Opéras Otello à Parme
Opéras

Otello à Parme

28/10/2025
Yusif Eyvazov, Ariunbaatar Ganbaatar, Francesco Pittari, Mariangela Sicilia et Natalia Gavrilan. © Roberto Ricci

Teatro Regio, 5 octobre

Pour cette nouvelle production d’Otello, Roberto Abbado a choisi la version originale de 1887, s’appuyant sur l’édition critique préparée par Linda Fairtile, récemment publiée par Ricordi et The University of Chicago Press. Cette version exclut le ballet ainsi que les retouches apportées au concertato du troisième acte pour la création parisienne de 1894. Le chef milanais navigue avec maîtrise entre déchaînements orageux et moments d’intimité méditative, et propose une lecture dramatiquement habitée, marquée par une forte polarité des contrastes, tout en veillant à soutenir les voix et à préserver l’équilibre entre fosse et scène. La Filarmonica Arturo Toscanini fait entendre un son souple et homogène, dans lequel chaque détail se détache avec une clarté remarquable.

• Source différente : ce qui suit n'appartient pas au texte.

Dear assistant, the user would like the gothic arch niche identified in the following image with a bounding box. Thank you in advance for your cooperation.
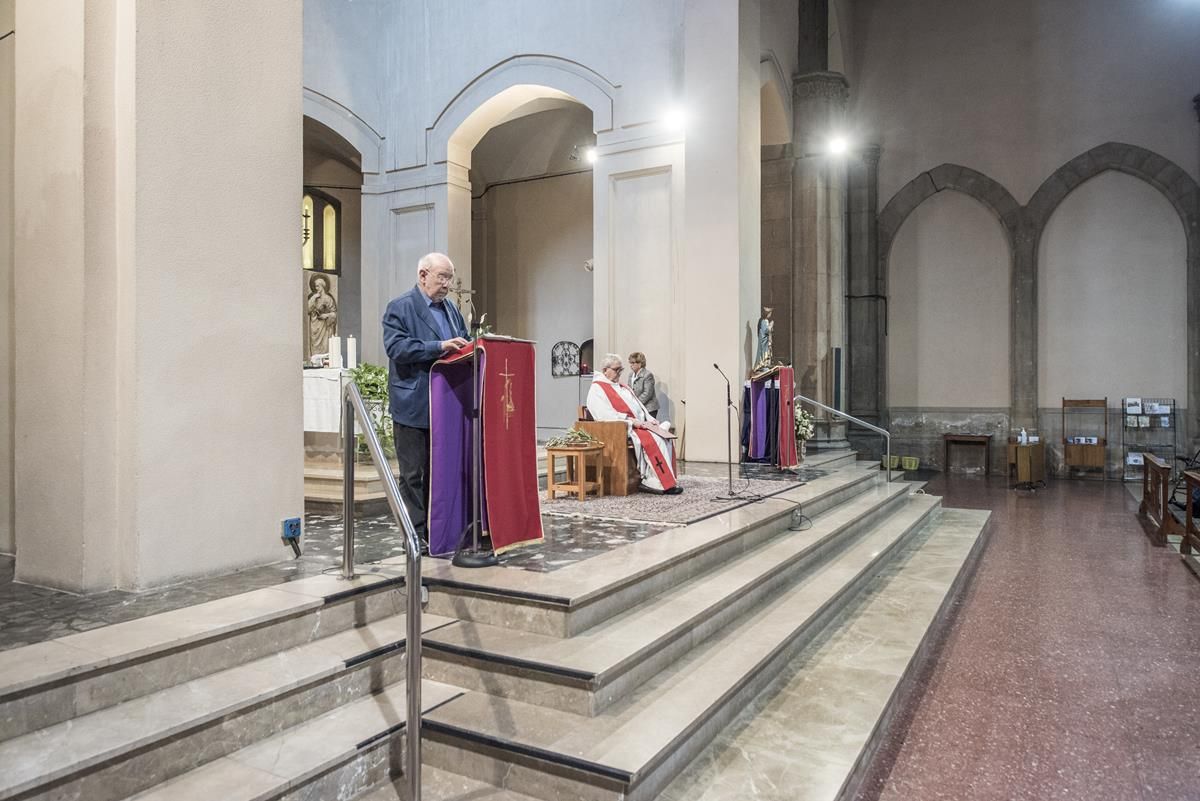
[887,192,1012,415]
[758,54,792,145]
[1018,141,1200,444]
[878,164,1021,409]
[298,116,362,351]
[1037,171,1188,402]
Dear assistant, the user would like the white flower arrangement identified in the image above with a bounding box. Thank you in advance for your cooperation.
[794,403,816,441]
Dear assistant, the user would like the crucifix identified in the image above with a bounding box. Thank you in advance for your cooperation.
[448,276,475,332]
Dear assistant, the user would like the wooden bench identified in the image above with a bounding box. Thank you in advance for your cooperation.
[942,434,991,476]
[1180,470,1200,556]
[1138,453,1192,546]
[575,420,642,495]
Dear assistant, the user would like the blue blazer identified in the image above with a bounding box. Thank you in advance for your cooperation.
[383,287,467,428]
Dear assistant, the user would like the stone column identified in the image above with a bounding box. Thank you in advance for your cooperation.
[846,145,888,452]
[762,144,796,365]
[1183,95,1200,452]
[792,72,850,450]
[1008,219,1038,428]
[0,0,17,554]
[13,0,304,591]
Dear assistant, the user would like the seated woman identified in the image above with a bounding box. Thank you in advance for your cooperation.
[588,354,683,495]
[629,350,659,417]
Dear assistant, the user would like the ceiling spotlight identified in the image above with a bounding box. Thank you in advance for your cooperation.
[828,135,850,156]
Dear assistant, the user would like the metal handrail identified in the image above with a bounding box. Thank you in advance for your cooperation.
[342,380,421,801]
[793,393,892,482]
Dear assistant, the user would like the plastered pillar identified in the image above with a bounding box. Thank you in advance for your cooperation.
[13,0,304,591]
[676,0,762,462]
[792,72,850,448]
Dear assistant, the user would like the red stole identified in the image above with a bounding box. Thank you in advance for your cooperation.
[596,381,676,489]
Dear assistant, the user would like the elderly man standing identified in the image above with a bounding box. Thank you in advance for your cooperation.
[383,253,468,543]
[588,354,683,495]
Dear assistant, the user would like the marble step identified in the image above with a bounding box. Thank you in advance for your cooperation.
[424,474,912,715]
[0,615,452,801]
[658,510,988,801]
[408,464,882,637]
[0,565,404,741]
[800,448,858,470]
[356,765,534,801]
[425,495,940,801]
[119,681,461,801]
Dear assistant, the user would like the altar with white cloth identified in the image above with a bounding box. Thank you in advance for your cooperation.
[304,367,349,434]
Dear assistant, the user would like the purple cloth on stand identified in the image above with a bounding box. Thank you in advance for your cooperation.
[428,356,487,555]
[750,377,774,459]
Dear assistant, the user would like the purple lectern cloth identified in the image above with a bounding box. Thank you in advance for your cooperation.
[428,356,487,555]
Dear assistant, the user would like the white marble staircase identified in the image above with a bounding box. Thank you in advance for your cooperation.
[0,454,986,801]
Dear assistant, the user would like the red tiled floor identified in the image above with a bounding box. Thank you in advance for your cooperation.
[862,476,1200,801]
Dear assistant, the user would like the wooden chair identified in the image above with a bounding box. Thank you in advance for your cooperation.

Appelé à remplacer au pied levé Fabio Sartori souffrant, Yusif Eyvazov affronte sans grande peine les aspérités du rôle d’Otello ; son timbre, bien que peu flatteur, conserve un registre aigu solide et percutant. Sur le plan interprétatif, le ténor azerbaïdjanais ne s’écarte que rarement de l’image d’un maure brutal et emporté, héritée d’une tradition qui a déformé le personnage imaginé par Verdi en le réduisant à un forcené violent et impulsif et négligeant son côté fragile et tourmenté, qui s’exprime à travers un phrasé vocal nuancé, comme il ressort clairement des signes d’expression dont la partition est parsemée. Face à lui, Ariunbaatar Ganbaatar impose un Iago au timbre dense, granitique et parfaitement maîtrisé. Sa sobriété éloigne son interprétation des clichés du rôle sinistre et tonitruant. L’attention portée à la ligne vocale, l’articulation italienne globalement sûre et une présence scénique à la fois sombre et insaisissable lui permettent d’incarner un Iago subtilement manipulateur et faussement rassurant, même si l’on peut regretter l’absence de cette veine joviale et affable qui caractérise également le personnage : ce « prêtre honnête », hypocrite mais séduisant, que Verdi avait imaginé.

La voix à la fois lumineuse et veloutée de Mariangela Sicilia se déploie en amples arcs mélodiques tendus vers des aigus éclatants ou des pianissimi éthérés, avec une souplesse soyeuse et d’une aisance confondante. Son expressivité, d’une simplicité spontanée, et son chant, poli et intensément vécu, se distinguent par une force expressive admirable. Bref, une Desdemona mémorable. Dans l’ensemble, la distribution des seconds rôles est satisfaisante, avec une mention pour l’excellent Cassio de Davide Tuscano. Le chœur maison, préparé par Martino Faggiani, brille par sa cohésion et sa justesse rythmique, rendant pleinement justice aux nombreux passages où il est sollicité.

Selon les notes de mise en scène figurant dans le programme de salle, la scène représente « le noir magmatique et nocturne de l’inconscient ». Ce dispositif minimaliste, éclairé par des lumières froides et tranchantes, et peuplé des corps des chanteurs et de rares objets scéniques – des rideaux rouges, des vitrines contenant des fleurs ou des répliques d’animaux – se nourrit de références intellectuelles : Freud, Strindberg, certaines suggestions ibséniennes (comme l’exiguë chambre à coucher d’Otello et Desdemona, sorte de boîte où se déroule l’intégralité de l’acte final), voire un clin d’œil à Pasolini.

Il s’agit toutefois de stimuli conceptuels qui, le plus souvent, ne parviennent pas au spectateur, à qui reste finalement une mise en scène esthétiquement sobre, caractérisée par une direction des acteurs généralement soignée mais aux résultats inégaux. Les costumes, oscillant dans le temps et les styles, refusent tout ancrage historique précis, accentuant l’effet intemporel de la production. En définitive, même si le spectacle repose sur un indéniable savoir-faire théâtral, il laisse sur sa faim en termes d’exploration psychologique des personnages.